Beyond the matter of the Consilium however, Reid further proposed that it is necessary that there be consideration of the limits of the power of the papacy to introduce substantial reforms, something Benedict XVI himself made note of on May 7th, 2005:
The Pope is not an absolute monarch whose thoughts and desires are law. On the contrary: the Pope's ministry is a guarantee of obedience to Christ and to his Word. He must not proclaim his own ideas, but rather constantly bind himself and the Church to obedience to God's Word, in the face of every attempt to adapt it or water it down, and every form of opportunism.
So then, with all of these matters put forth, what then is to be made of the post-conciliar liturgical books? To return to the original question, was the liturgical reform of the Second Vatican Council a rupture or was it in continuity with the liturgical tradition of the ages? The question, as one would expect given that these are simply preliminary considerations, is left unanswered for the present moment, and equally up in the air is what should be done to address the matter if it is found to be so. What is not left unanswered however, and Reid is very clear on the point, is that the present rites, whatever else might be found, do have the approbation of papal authority and are most certainly valid.

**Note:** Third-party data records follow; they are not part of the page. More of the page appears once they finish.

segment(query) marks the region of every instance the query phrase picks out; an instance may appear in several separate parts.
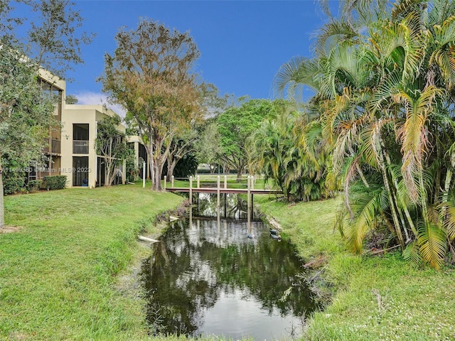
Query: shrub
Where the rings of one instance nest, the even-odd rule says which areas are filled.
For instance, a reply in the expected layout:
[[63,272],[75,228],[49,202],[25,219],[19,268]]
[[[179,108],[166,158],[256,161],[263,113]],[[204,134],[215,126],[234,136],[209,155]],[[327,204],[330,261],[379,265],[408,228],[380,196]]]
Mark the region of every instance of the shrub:
[[43,185],[41,180],[31,180],[27,183],[27,190],[30,192],[36,192],[39,190]]
[[49,190],[63,190],[66,185],[66,175],[44,177],[44,187]]

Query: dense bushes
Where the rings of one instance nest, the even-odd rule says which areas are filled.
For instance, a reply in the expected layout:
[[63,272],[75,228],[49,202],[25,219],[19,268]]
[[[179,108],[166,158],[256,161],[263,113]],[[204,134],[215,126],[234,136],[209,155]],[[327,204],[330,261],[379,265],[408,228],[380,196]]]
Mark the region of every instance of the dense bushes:
[[24,178],[6,178],[3,180],[3,191],[5,195],[17,193],[24,185]]

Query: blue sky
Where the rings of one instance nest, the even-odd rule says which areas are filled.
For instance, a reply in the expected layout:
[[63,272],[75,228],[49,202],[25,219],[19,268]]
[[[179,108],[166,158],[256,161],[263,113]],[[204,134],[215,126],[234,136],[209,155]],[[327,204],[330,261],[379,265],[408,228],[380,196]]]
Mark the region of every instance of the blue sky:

But of course, it must be said that mere validity is not the only important matter. In concluding, Dr. Alcuin Reid urged that “I hope that you will agree that it is indeed urgent and necessary to address [these questions]. I hope also that you can see something of the complexity of the task. Simple answers do not suffice: many necessary distinctions must be drawn and I would encourage you to further their study and discussion.”